Petr Škoda edited this page Mar 24, 2020 · 3 revisions

dcat-ap-viewer can utilize Apache Solr as one of the main source indexing services used to search for datasets.

Provider

The Solr provider allows dcat-ap-viewer to use Apache Solr as a data source.

Example

The example below configures Solr provider to use dcat-ap-viewer core running on localhost. The core must contain data for cs and en language. If a user makes API request without specifying language a default cs language is used.

    - type: solr
      url: http://localhost:8983/solr/dcat-ap-viewer
      default-language: cs
      languages:
        - cs
        - en

Configuration

  • url - URL of Apache Solr endpoint with the name of the core included.
  • default-language - Default language to use when user request does not specify any.
  • languages - list of all languages stored in Apache Solr.

Implemented methods

  • v1-info
  • v2-dataset-list
  • v2-dataset-facet
  • v2-dataset-typeahead
  • v2-publisher-list

Solr schema

We decided that we want every search to use all languages at once, but show the results in the language of UI. There are two main reasons:

  • We do not plan to use machine translation, so most of the languages will not have labels/description in all languages.
  • User should be able to find a dataset using dataset's name even if the name is in a different language then the UI.
  • Major web search services also allow searching in all languages not only the language of the UI.

A major drawback is a lack of explainability.
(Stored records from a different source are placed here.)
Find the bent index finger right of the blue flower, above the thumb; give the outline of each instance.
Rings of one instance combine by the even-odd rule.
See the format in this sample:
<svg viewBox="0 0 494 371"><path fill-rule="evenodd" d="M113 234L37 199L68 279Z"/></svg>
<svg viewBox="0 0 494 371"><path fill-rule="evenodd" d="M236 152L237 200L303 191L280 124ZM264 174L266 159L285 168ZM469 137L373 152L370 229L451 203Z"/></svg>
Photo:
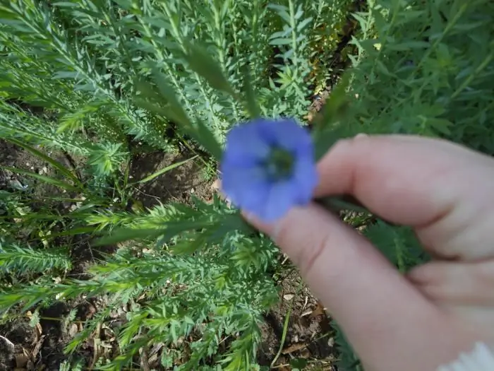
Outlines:
<svg viewBox="0 0 494 371"><path fill-rule="evenodd" d="M351 194L370 211L416 229L426 247L485 257L493 223L494 160L439 139L363 136L339 141L318 163L316 196ZM483 242L482 242L483 241ZM487 249L487 247L486 247Z"/></svg>

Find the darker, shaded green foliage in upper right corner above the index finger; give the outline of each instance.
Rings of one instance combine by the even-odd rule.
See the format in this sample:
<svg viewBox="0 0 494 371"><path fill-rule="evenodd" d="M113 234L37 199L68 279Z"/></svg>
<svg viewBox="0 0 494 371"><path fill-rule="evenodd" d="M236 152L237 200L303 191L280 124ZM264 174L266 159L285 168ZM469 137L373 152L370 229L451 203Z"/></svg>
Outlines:
<svg viewBox="0 0 494 371"><path fill-rule="evenodd" d="M494 153L492 1L369 1L351 125Z"/></svg>

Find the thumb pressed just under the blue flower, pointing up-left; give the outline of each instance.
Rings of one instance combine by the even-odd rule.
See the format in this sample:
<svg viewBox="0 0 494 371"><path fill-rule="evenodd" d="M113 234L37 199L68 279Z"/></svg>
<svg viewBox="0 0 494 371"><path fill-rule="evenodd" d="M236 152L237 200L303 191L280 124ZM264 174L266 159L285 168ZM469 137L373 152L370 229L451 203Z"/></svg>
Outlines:
<svg viewBox="0 0 494 371"><path fill-rule="evenodd" d="M322 207L294 208L270 225L246 218L299 266L370 369L402 370L403 365L417 365L416 354L423 355L421 365L437 367L462 350L457 337L446 335L451 325L445 324L438 308L368 240ZM414 323L428 324L427 329ZM441 345L430 352L434 336ZM407 355L404 349L413 351ZM387 359L382 367L386 354L400 356Z"/></svg>

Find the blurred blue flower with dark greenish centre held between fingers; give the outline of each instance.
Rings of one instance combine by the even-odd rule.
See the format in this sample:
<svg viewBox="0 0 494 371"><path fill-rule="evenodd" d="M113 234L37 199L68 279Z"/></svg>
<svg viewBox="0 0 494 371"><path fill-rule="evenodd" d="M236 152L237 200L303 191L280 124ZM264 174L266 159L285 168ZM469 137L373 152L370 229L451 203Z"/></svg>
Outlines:
<svg viewBox="0 0 494 371"><path fill-rule="evenodd" d="M224 194L266 223L308 204L318 182L311 136L294 119L254 119L235 126L220 170Z"/></svg>

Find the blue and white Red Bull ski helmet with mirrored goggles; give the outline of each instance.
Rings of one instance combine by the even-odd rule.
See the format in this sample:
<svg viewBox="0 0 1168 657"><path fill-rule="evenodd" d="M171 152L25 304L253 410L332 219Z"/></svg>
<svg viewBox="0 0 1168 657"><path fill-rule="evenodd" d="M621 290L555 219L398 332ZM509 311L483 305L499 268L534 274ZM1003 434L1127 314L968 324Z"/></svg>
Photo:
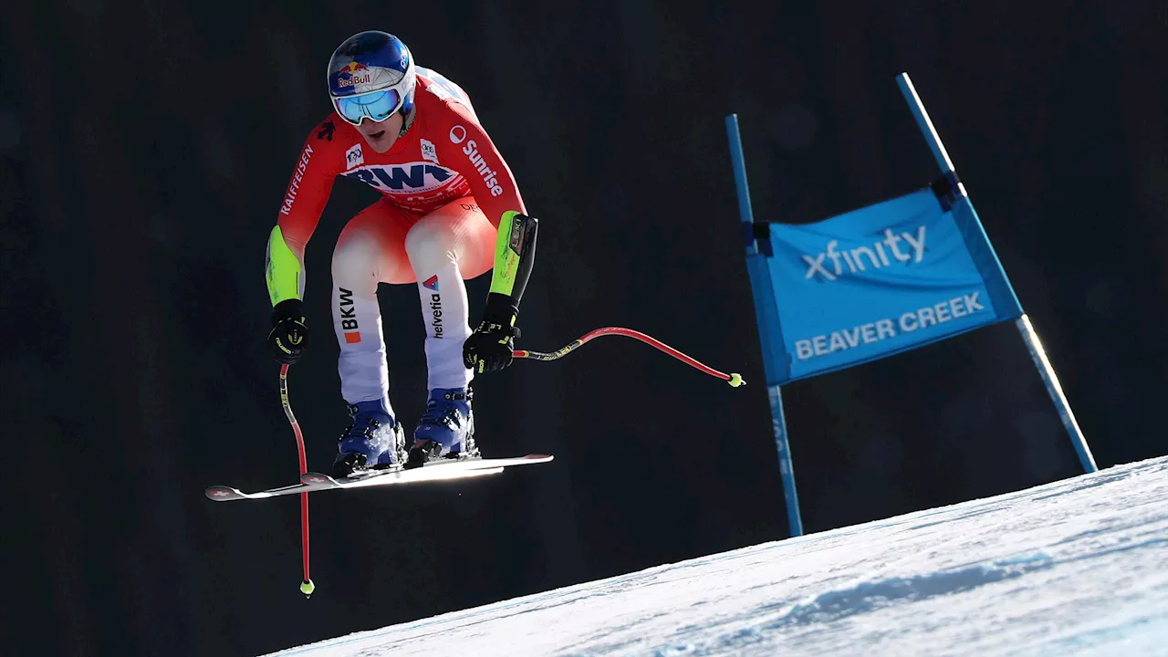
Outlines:
<svg viewBox="0 0 1168 657"><path fill-rule="evenodd" d="M368 30L345 40L328 60L328 95L342 119L381 123L402 112L401 134L413 123L413 55L392 34ZM399 136L401 136L399 134Z"/></svg>

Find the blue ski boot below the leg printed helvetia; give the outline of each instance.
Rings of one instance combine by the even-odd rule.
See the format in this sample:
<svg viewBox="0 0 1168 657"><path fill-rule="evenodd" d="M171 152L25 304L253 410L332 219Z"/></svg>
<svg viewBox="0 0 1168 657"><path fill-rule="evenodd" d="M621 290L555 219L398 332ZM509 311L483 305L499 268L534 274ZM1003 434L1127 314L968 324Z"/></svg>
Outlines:
<svg viewBox="0 0 1168 657"><path fill-rule="evenodd" d="M405 468L418 468L433 458L475 458L474 413L471 388L434 388L430 390L426 412L413 430Z"/></svg>

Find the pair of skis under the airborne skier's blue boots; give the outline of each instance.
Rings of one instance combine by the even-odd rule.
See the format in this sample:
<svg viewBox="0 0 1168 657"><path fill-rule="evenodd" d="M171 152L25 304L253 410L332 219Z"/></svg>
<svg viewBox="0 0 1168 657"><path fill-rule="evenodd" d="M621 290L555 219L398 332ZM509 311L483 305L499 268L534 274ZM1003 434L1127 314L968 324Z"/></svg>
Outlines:
<svg viewBox="0 0 1168 657"><path fill-rule="evenodd" d="M270 497L325 490L466 479L471 477L498 475L499 472L502 472L505 468L515 465L547 463L552 458L554 457L551 455L529 454L527 456L509 458L466 458L461 461L437 459L411 470L405 470L399 466L387 470L370 470L355 477L343 477L340 479L321 472L306 472L300 477L299 484L279 486L257 492L243 492L239 489L224 485L208 486L203 492L208 499L214 502L266 499Z"/></svg>

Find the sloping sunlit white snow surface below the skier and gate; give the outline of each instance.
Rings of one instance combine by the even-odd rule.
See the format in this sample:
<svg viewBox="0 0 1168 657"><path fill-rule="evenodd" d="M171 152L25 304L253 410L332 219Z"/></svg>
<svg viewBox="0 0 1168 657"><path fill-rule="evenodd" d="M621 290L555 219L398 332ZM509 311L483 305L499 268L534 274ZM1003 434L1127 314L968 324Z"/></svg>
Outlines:
<svg viewBox="0 0 1168 657"><path fill-rule="evenodd" d="M277 655L1168 655L1168 458Z"/></svg>

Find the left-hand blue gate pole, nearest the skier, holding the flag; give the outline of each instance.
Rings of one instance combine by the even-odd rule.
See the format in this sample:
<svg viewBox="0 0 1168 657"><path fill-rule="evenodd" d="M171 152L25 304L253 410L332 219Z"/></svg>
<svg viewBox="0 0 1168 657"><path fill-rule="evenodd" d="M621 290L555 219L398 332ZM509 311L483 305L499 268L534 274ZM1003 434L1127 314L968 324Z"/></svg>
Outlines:
<svg viewBox="0 0 1168 657"><path fill-rule="evenodd" d="M791 461L791 444L787 442L787 422L783 414L783 394L779 390L778 364L773 351L767 346L772 336L779 334L779 326L773 313L764 312L764 304L774 304L771 291L771 270L766 256L758 251L753 238L755 215L750 208L750 187L746 185L746 162L742 157L742 136L738 133L738 115L726 117L726 134L730 138L730 160L734 165L734 181L738 188L738 215L742 217L746 238L746 269L750 272L750 286L755 297L755 318L758 320L758 336L763 352L763 366L766 371L766 397L771 404L771 427L774 431L774 447L779 452L779 472L783 476L783 497L787 504L787 526L791 535L802 535L802 518L799 516L799 493L795 490L795 470Z"/></svg>

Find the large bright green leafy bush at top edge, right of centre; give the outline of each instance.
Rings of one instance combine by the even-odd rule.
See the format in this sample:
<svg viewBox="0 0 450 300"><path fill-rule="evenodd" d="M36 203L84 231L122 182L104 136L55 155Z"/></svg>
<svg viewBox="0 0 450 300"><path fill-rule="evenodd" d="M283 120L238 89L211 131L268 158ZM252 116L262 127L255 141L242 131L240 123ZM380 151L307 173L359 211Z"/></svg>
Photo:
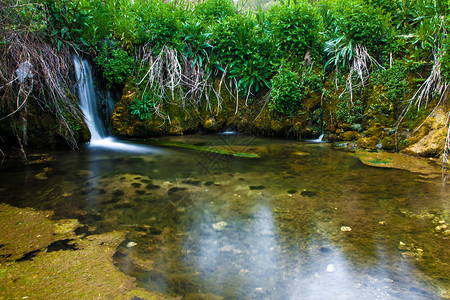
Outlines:
<svg viewBox="0 0 450 300"><path fill-rule="evenodd" d="M318 56L321 52L322 20L317 9L307 2L276 6L271 10L274 43L283 57L303 59L306 52Z"/></svg>

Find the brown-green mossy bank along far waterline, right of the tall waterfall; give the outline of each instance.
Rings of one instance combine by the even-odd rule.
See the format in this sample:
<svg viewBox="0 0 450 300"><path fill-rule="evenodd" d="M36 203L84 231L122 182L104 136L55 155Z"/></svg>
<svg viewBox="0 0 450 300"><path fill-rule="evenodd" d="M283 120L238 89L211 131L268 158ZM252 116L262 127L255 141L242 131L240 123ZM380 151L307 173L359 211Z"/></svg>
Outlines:
<svg viewBox="0 0 450 300"><path fill-rule="evenodd" d="M319 132L321 125L317 121L317 108L320 106L320 95L311 95L305 101L302 111L286 117L271 114L266 99L258 97L247 103L246 99L239 98L236 110L235 95L231 95L223 85L219 86L220 81L216 80L214 87L220 91L219 98L210 93L208 100L202 99L199 106L188 102L183 106L175 96L174 100L163 105L160 110L162 117L152 116L148 120L140 120L129 112L128 107L136 97L136 89L127 83L122 99L114 108L113 133L119 136L144 137L182 135L200 129L218 132L229 127L264 135L299 136L310 127Z"/></svg>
For example, a user may search for dum and get a dataset about housing. While this result is correct it may not be clear without the knowledge of both languages. As of now, we have no solution for this issue and we may need to address it in the future.

Multilingual search

As dcat-ap-viewer supports multiple languages, we to use need multilingual search in Apache Solr. Solr in action mentions three main approaches that can be used:

  • using separate fields
  • using multiple cores
  • using a single field

The white paper Optimizing Multilingual Search With Solr from 2015 describe similar possibilities. It offers details on how to use each method and comment that using a single field based approach may require a little bit more complicated setup.

It also states that the main disadvantage of separate fields based solution is the degrading performance as the number of language increases. We do not consider this to be an issue as of now. The main advantage of the separate fields is easy setup and use. For the aforementioned reasons, we decided to choose the separate fields based solution.